Prabhal Baruah owes his eight-year-long CID writing career to a medical checkup. At Mumbai’s Breach Candy Hospital for a series of tests in 2001, he found out that former prime minister Atal Bihari Vajpayee was undergoing a knee surgery there at the same time. He began thinking about the challenges of setting a murder mystery at a hospital, a place with a vast campus and several entry points, but also a place currently housing a VVIP, which meant Z-level security. “You go through a whole security check to enter, there are CCTV cameras everywhere, you can’t smuggle in even a penknife,” he says. “So how can someone bring a bomb into the hospital to kill someone?” At the time, Baruah was an executive producer at Sony Entertainment.
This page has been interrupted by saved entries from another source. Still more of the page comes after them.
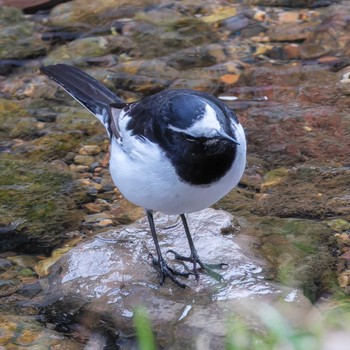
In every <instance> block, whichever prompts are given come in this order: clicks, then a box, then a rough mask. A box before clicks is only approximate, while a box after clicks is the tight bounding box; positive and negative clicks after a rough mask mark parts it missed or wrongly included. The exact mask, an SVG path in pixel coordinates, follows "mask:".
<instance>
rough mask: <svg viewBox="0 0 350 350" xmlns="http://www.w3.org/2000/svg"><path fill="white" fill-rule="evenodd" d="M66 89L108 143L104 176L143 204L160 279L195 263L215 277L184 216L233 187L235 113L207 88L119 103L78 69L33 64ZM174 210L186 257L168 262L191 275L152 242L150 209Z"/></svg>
mask: <svg viewBox="0 0 350 350" xmlns="http://www.w3.org/2000/svg"><path fill="white" fill-rule="evenodd" d="M41 71H42V72H43V73H44V74H46V75H47V76H48V77H50V78H51V79H53V80H54V81H55V82H57V83H58V84H59V85H60V86H61V87H62V88H63V89H64V90H66V92H67V93H68V94H70V95H71V96H72V97H73V98H74V99H76V100H77V101H78V102H80V103H81V104H82V105H83V106H84V107H85V108H87V109H88V110H89V111H90V112H91V113H92V114H94V115H95V116H96V117H97V118H98V119H99V120H100V121H101V122H102V124H103V125H104V126H105V128H106V130H107V133H108V136H109V138H110V142H111V158H110V172H111V176H112V179H113V181H114V183H115V185H116V186H117V188H118V189H119V191H120V192H121V193H122V194H123V196H124V197H125V198H127V199H128V200H129V201H130V202H133V203H134V204H137V205H139V206H142V207H144V208H145V210H146V213H147V217H148V221H149V224H150V229H151V232H152V237H153V240H154V243H155V247H156V252H157V258H154V257H153V256H152V259H153V263H154V264H155V265H156V266H158V268H159V270H160V283H161V284H163V282H164V280H165V278H166V277H169V278H170V279H171V280H172V281H174V282H175V283H176V284H177V285H179V286H180V287H186V285H185V284H184V283H182V282H181V281H180V280H179V279H178V278H177V277H176V276H177V275H181V276H186V277H188V276H189V275H190V274H194V275H195V277H196V279H198V276H199V275H198V271H197V266H198V265H199V267H200V268H201V269H203V270H204V271H205V272H207V273H208V274H210V275H211V276H213V277H214V278H217V279H220V278H221V276H220V275H219V274H218V273H216V272H214V271H213V268H216V267H218V268H220V267H223V266H224V265H225V264H217V265H209V264H205V263H203V262H202V261H201V259H200V258H199V256H198V254H197V251H196V248H195V246H194V244H193V240H192V237H191V234H190V231H189V229H188V225H187V221H186V217H185V213H190V212H194V211H198V210H201V209H204V208H207V207H209V206H211V205H212V204H214V203H215V202H217V201H218V200H219V199H220V198H222V197H223V196H224V195H226V194H227V193H228V192H229V191H230V190H231V189H232V188H234V187H235V186H236V185H237V184H238V182H239V180H240V179H241V177H242V175H243V172H244V168H245V163H246V139H245V135H244V131H243V128H242V125H241V124H240V123H239V122H238V120H237V117H236V115H235V113H234V112H233V111H232V110H230V109H229V108H228V107H227V106H226V105H225V104H224V103H223V102H222V101H220V100H219V99H218V98H216V97H214V96H212V95H209V94H207V93H203V92H199V91H194V90H187V89H174V90H164V91H161V92H159V93H156V94H154V95H152V96H148V97H145V98H143V99H141V100H140V101H138V102H133V103H125V102H124V101H123V100H122V99H120V98H119V97H118V96H117V95H115V94H114V93H113V92H111V91H110V90H109V89H107V88H106V87H105V86H104V85H103V84H101V83H100V82H98V81H97V80H95V79H94V78H92V77H91V76H89V75H87V74H85V73H84V72H82V71H81V70H79V69H77V68H75V67H72V66H69V65H65V64H57V65H52V66H47V67H41ZM155 210H156V211H161V212H163V213H165V214H177V215H180V217H181V219H182V223H183V225H184V229H185V233H186V236H187V239H188V243H189V247H190V251H191V254H190V256H189V257H186V256H181V255H180V254H178V253H176V252H175V251H172V250H171V251H170V252H171V253H173V254H174V257H175V259H177V260H179V261H187V262H191V263H192V264H193V272H180V271H177V270H176V269H174V268H172V267H171V266H169V265H168V264H167V263H166V261H165V259H164V258H163V255H162V253H161V249H160V246H159V243H158V239H157V234H156V230H155V225H154V220H153V211H155Z"/></svg>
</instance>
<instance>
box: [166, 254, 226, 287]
mask: <svg viewBox="0 0 350 350" xmlns="http://www.w3.org/2000/svg"><path fill="white" fill-rule="evenodd" d="M168 253H172V254H174V258H175V260H179V261H187V262H190V263H192V264H193V274H194V275H195V277H196V280H197V281H198V280H199V273H198V269H197V265H199V267H200V268H201V269H202V270H204V271H205V272H206V273H207V274H208V275H209V276H210V277H212V278H214V279H215V280H217V281H218V282H223V281H224V277H223V276H222V275H220V274H219V273H217V272H216V271H214V269H220V270H222V269H226V268H227V267H228V264H225V263H219V264H206V263H203V262H202V261H201V259H200V258H199V256H198V255H197V254H191V256H189V257H187V256H183V255H180V254H178V253H177V252H175V251H174V250H172V249H169V250H168V251H167V254H168Z"/></svg>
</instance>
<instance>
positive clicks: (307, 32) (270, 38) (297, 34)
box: [266, 23, 313, 41]
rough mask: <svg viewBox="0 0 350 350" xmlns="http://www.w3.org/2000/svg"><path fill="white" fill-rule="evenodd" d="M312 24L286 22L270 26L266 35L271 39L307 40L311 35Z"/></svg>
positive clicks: (269, 38) (284, 40)
mask: <svg viewBox="0 0 350 350" xmlns="http://www.w3.org/2000/svg"><path fill="white" fill-rule="evenodd" d="M312 28H313V27H312V26H311V25H310V24H308V23H306V24H304V23H303V24H296V23H292V24H287V23H286V24H284V25H280V26H276V27H272V28H270V29H269V30H268V31H267V32H266V35H267V36H268V38H269V39H270V41H297V40H306V39H307V38H309V37H310V35H311V31H312Z"/></svg>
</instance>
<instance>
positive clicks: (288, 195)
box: [258, 166, 350, 220]
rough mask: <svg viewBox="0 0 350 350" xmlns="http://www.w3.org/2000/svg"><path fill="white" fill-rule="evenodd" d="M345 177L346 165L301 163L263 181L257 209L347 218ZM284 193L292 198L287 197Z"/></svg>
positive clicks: (278, 214) (259, 210) (297, 215)
mask: <svg viewBox="0 0 350 350" xmlns="http://www.w3.org/2000/svg"><path fill="white" fill-rule="evenodd" d="M348 179H350V177H349V170H348V169H347V168H334V169H332V168H320V167H313V166H312V167H308V166H300V167H298V168H295V169H293V171H288V172H287V173H284V175H283V176H282V177H277V178H276V181H274V182H273V183H270V185H268V186H266V187H265V186H264V184H263V185H262V189H263V191H262V192H263V193H266V194H267V196H266V197H263V198H261V200H260V201H259V204H258V207H259V211H261V212H264V213H269V215H276V216H280V217H308V218H316V217H317V218H322V219H326V218H327V217H337V216H339V215H341V217H342V218H343V220H350V209H349V208H348V204H349V196H348V194H347V188H348V186H349V185H350V184H349V180H348ZM267 181H269V180H267ZM277 192H278V195H277V196H278V198H277V197H275V194H277ZM287 193H288V198H289V199H290V198H293V200H286V197H285V196H286V195H287ZM306 194H307V196H306ZM291 196H292V197H291Z"/></svg>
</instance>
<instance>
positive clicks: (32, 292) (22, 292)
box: [18, 281, 42, 298]
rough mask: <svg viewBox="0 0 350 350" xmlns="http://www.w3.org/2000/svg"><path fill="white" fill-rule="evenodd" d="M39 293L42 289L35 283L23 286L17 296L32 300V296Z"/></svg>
mask: <svg viewBox="0 0 350 350" xmlns="http://www.w3.org/2000/svg"><path fill="white" fill-rule="evenodd" d="M41 291H42V287H41V285H40V283H39V281H37V282H35V283H26V284H24V285H23V287H22V288H21V289H20V290H19V291H18V294H19V295H22V296H24V297H26V298H33V297H34V296H36V295H37V294H39V293H40V292H41Z"/></svg>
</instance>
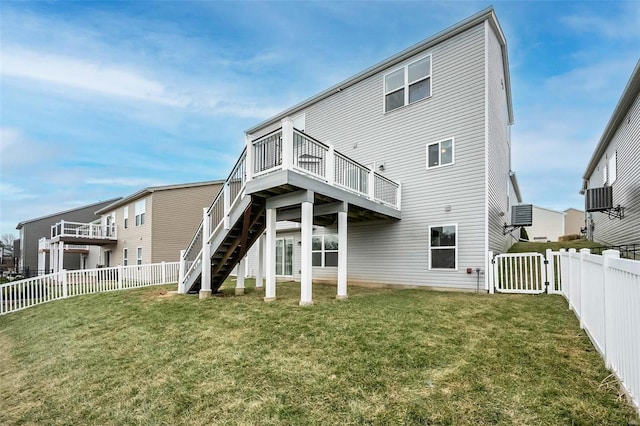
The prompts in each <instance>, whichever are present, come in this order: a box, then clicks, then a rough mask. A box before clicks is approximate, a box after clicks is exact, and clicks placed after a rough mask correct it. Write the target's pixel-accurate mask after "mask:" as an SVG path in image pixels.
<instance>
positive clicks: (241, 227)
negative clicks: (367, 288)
mask: <svg viewBox="0 0 640 426" xmlns="http://www.w3.org/2000/svg"><path fill="white" fill-rule="evenodd" d="M247 183H249V186H250V188H249V190H247ZM300 189H307V190H309V189H311V190H312V191H313V192H314V193H315V194H317V195H318V197H317V198H319V199H320V200H319V202H335V201H346V202H347V204H348V205H349V215H350V217H353V218H356V217H363V216H366V213H367V212H369V213H370V214H373V215H374V216H377V217H378V218H381V217H382V218H396V219H399V218H400V184H398V183H396V182H393V181H391V180H389V179H387V178H385V177H384V176H381V175H379V174H378V173H376V172H375V171H374V170H372V169H369V168H368V167H366V166H363V165H361V164H359V163H357V162H356V161H354V160H352V159H350V158H348V157H346V156H344V155H342V154H340V153H339V152H337V151H335V150H334V148H333V146H331V145H327V144H324V143H322V142H320V141H318V140H316V139H313V138H312V137H310V136H309V135H307V134H305V133H303V132H300V131H298V130H296V129H294V128H293V124H292V122H291V121H290V120H289V119H285V120H283V125H282V128H281V129H278V130H276V131H274V132H272V133H269V134H268V135H266V136H263V137H261V138H259V139H256V140H254V141H247V147H246V148H245V149H244V150H243V151H242V154H241V155H240V158H239V159H238V161H237V162H236V164H235V166H234V168H233V170H232V171H231V174H230V175H229V177H228V178H227V179H226V181H225V183H224V185H223V188H222V190H221V191H220V193H219V194H218V195H217V196H216V198H215V199H214V201H213V203H212V204H211V206H210V207H209V208H208V209H204V210H203V221H202V222H201V224H200V226H199V228H198V230H197V231H196V233H195V235H194V236H193V238H192V240H191V243H190V244H189V246H188V247H187V249H186V250H184V251H183V252H181V257H180V281H179V285H178V292H180V293H195V292H198V291H199V290H200V289H201V287H202V285H201V284H202V275H203V271H204V272H208V271H207V270H206V269H204V268H203V262H205V264H206V266H205V268H210V272H211V290H212V291H213V292H215V291H216V290H218V289H219V288H220V286H221V285H222V284H223V283H224V280H225V279H226V278H227V277H228V276H229V274H230V273H231V271H232V270H233V268H234V267H235V266H236V265H237V264H238V263H239V262H240V260H242V258H243V257H245V256H246V254H247V252H248V250H249V248H250V247H251V246H252V245H253V243H254V242H255V241H256V240H257V239H258V238H259V237H260V235H262V233H263V232H264V230H265V226H266V204H267V199H268V198H271V197H274V196H277V195H282V194H285V193H290V192H292V191H297V190H300ZM352 209H353V211H352ZM318 210H319V212H320V211H322V209H321V208H318ZM363 213H364V214H363ZM205 275H208V274H205Z"/></svg>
He pitched the idea to B.P. Singh at the office parking lot, who then insisted Baruah write the episode. One month and eight drafts later, Baruah had his story of a VIP admitted to a speciality hospital, only to die when a bomb explodes in his room. How is it assembled? Through gunpowder smuggled into sealed tablet packets and syringes filled with acid, while a dose of sleeping pills knocks out the victim.
Unshot CID episode
“Some of the best stories we planned were never made — and those are the ones I tend to remember more,” says Shridhar Raghavan, who wrote for CID on and off for nearly a decade. Some of his favourite unshot episodes include one set entirely on a high-rise ledge involving a potential suicide and another in which the cops have to solve a murder at a vipasana centre…without saying a word out loud. After Ashutosh Gowariker, who played senior inspector Virendra, announced that he would have to leave to begin filming Lagaan (2001), Raghavan wrote him an exit episode, in which his character died. “He wasn’t too keen on being killed off so he could potentially return to the show in case the film didn’t work out, so I wrote another exit for him,” said Raghavan. Aditya Srivastava, who joined as senior inspector Abhijeet that same year, wasn’t keen on doing more than a few episodes of CID initially. To convince him, Raghavan narrated the “death of a cop” episode he had written for Gowariker and told him that anytime he wanted out, this was his ticket. The episode remains unshot.